Ça serait facile aussi de réduire l’atmosphère à une transe habitée : nappes sonores, guitare et basse lourdes, saxo hanté. Mais ça n’est vraiment pas ça : c’est vachement plus organique qu’éthéré. Les sons orientaux se cognent à une rythmique quasi tribale, le violon perpétuel est plus un clou qu’on enfonce dans la paume. Mon tout est une sensibilité enrichie de voyages et de questionnements, qui s’exprime dans un son ample et très percutant.
Ça serait tentant aussi de tomber dans la facilité et évoquer la mélopée de G.W.Sok comme un prêche. Mais ça serait le genre de prêche asséné par William S. Burroughs, voyez, ce n’est pas qu’il va jouer à Guillaume Tel, mais malgré sa posture hiératique, il est bouillonnant, un récit d’intimité épique rendu à l’échelle d’une pensée plurielle, une mal-aisance toute occidentale ; je pense au titre qui ouvre leur dernier album, "He is afraid and so am I", qui s’avère être un texte de Mahmoud Darwich.

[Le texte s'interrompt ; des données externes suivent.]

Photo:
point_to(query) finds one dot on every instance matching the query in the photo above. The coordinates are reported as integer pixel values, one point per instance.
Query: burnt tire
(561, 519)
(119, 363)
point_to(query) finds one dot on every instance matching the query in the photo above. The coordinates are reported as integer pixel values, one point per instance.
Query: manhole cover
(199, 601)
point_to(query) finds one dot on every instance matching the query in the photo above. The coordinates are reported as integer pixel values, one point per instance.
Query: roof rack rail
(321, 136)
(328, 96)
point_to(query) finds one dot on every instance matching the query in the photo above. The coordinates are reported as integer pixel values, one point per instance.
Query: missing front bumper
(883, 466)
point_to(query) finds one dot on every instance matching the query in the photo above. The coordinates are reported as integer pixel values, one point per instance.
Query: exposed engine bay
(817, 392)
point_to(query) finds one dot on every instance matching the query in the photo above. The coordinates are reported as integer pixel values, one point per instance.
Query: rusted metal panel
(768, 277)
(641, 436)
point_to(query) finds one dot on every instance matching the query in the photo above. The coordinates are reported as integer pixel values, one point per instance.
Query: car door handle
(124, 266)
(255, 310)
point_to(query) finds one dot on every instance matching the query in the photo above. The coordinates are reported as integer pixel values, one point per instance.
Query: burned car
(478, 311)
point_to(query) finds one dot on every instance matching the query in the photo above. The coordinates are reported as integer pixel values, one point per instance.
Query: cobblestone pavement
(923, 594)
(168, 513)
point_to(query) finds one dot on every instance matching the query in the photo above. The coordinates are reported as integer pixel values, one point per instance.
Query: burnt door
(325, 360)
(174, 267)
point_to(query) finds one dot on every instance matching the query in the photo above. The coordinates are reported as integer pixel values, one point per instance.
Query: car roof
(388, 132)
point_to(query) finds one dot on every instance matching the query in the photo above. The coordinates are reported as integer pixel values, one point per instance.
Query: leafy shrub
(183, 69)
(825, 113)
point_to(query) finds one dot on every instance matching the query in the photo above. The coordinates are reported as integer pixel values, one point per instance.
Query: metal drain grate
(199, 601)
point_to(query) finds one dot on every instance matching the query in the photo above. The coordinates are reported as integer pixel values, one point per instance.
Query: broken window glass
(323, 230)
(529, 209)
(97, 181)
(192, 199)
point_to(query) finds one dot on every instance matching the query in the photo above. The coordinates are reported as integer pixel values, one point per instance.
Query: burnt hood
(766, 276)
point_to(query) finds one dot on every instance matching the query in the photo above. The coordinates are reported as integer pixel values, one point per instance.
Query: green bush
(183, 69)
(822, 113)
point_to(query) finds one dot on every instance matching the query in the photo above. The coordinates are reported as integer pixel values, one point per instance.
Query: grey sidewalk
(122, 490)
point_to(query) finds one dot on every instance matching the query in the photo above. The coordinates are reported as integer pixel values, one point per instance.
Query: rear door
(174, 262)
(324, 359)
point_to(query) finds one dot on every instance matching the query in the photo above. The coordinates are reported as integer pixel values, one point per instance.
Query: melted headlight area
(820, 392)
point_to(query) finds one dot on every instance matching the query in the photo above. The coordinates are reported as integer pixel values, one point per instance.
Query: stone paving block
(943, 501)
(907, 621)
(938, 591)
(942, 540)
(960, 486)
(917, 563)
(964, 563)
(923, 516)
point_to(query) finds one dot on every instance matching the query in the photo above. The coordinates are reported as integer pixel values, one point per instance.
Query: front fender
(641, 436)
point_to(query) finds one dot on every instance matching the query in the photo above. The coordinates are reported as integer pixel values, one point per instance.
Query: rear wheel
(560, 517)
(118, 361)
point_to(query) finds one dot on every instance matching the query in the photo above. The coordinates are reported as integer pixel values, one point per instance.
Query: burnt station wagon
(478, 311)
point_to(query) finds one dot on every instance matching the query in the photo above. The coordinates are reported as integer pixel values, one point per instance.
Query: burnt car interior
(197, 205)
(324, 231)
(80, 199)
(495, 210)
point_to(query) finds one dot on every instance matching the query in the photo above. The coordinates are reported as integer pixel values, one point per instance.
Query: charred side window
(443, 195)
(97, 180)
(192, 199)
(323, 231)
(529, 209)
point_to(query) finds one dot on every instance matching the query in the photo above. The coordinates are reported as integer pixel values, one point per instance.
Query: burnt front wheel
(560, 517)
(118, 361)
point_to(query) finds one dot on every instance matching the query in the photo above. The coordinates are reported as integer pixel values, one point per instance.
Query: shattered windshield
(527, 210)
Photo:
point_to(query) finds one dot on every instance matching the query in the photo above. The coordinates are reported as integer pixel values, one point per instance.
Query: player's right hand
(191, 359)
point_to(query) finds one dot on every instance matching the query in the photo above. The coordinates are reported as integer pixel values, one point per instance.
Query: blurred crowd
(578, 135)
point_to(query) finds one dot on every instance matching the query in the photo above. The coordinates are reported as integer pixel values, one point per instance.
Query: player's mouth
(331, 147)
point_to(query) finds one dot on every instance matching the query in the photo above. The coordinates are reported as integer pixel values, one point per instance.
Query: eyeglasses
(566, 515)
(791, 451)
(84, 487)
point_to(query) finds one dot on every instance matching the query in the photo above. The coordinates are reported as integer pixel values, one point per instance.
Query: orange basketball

Et ça dit quelque chose du groupe, qui s’approprie des préoccupations de divers endroits troublés du monde, finalement humaines, que notre société se fait un devoir, voire un plaisir de glisser sous la moquette, toute culpabilité bue.
Comme l’autre dit qu’il faut céder aux tentations, trois que l’on va satisfaire :
- Dire qu’on s’attendait à Sylvain Joasson aux fûts et qu’on n’a pas été déçus par Jean-Michel Pirès. Et avoir rêvé un instant voir arriver Pascal Bouaziz, oui, je n’ai même pas honte (les deux batteurs sus mentionnés étant membres de Mendelson dont le troisième est disons la tête pensante).
- Dire qu’un combo Oiseaux-Tempêtes / Les Marquises ("Oiseaux-Typhon" ?), ça serait profondément intéressant de jungle et de sauvagerie.
- Dire surtout à quel point ces musique / chant / pulsation / impact / étirement / intelligence / diversité des courants d’influences et efficacité sont rares dans nos paysages sonores, et à quel point on attend 2020 pour les revoir encore dans nos contrées.